The AY-3-8912 was a 3-voice sound chip designed by General Instrument. Yamaha also produced the design under license as the YM2149. The 8912 was a popular chip in many arcade games, and was used on, among others, the Intellivision and Vectrex video game consoles and the MSX, Atari ST, Amstrad CPC and Sinclair ZX Spectrum+ 128 home computers as well as the Mockingboard sound card for the Apple II family.

It produced very similar results to the Texas Instruments SN76489 and was on the market for a similar period.

Contents

Chip variants

The 8912 is one of three related designs: the AY-3-8910 included two general-purpose 8-bit parallel I/O ports, the 8912 had one port, and the AY-3-8913 had none. Originally intended as a "cut down" version of the 8910, the 8912 removed one port to reduce the pin count by 12, and thus cost of implementation. The 8913 reduced it only another four pins, making it not that much more attractive. While even the single port on the 8912 seems uneeded in most applications, it was nevertheless the most popular version by far.

Description

The 8912 was register-based, with a set of sixteen registers controlling the sound output, programmed using a set of eight data/address pins that were controlled by the CPU (the data/address mode controlled by a pin on the chip). Six registers controlled the tones produced in the three channels, two eight-bit registers per channel but limited to 12-bits for other reasons, for a total of 4096 different tones. Another register controlled the period of a pseudo-random noise generator, with another controlling the mixing of this noise into the three channels. Three additional registers controlled the volume of the channels, as well as turning on or off the option envelope controls on them. Finally the last three registers controlled the times of the ADSR envelope controller, by setting the lengths of time for each stage of the cycle. Unlike most systems the 8912 used fixed times for the sustain and release, and a repeatable attack and decay pattern. For instance, the system could repeat the AD cycle of the sound over and over, or alternately invert it, starting loud and reducing to the sustain level without any attack phase.

Creative uses

Although the chip wasn't designed to handle raw PCM data (digital samples), the effect could be simulated. The chip used a simple OR based mixing function for combining noise and tone on its three channels and could be persuaded to produce a level non-zero wave. By altering the volume this level wave could be shaped into a waveform. Obviously, this involved more CPU usage than chips designed for this purpose (such as the Commodore Amiga's 8364 "Paula" sound chip), but it was nevertheless a technique widely used on platforms such as the Atari ST to play sampled music, and on the Amstrad CPC to play short audio samples, in some games.

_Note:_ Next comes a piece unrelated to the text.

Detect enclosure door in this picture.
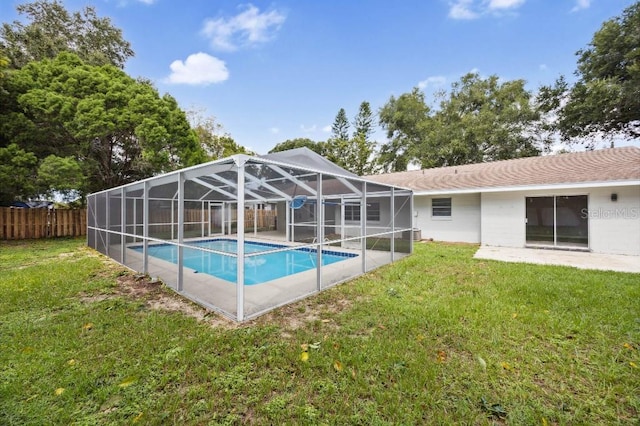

Doing the same thing less times per second (in the order of a hundred per second) can replace the limited envelope functionality (any envelope you can think of), and last but not least works with each of the three channels individually. This takes negligible cpu power (provided there is some timer interrupt or vertical blank interrupt) and can be used in games.

In turn, the now useles envelope functionality can be set to very high frequency, actually generating a waveform that is not the usual squarewave. The granularity by which high frequencies can be set however is low (one may not be usable to play music, the author hasn't tested this).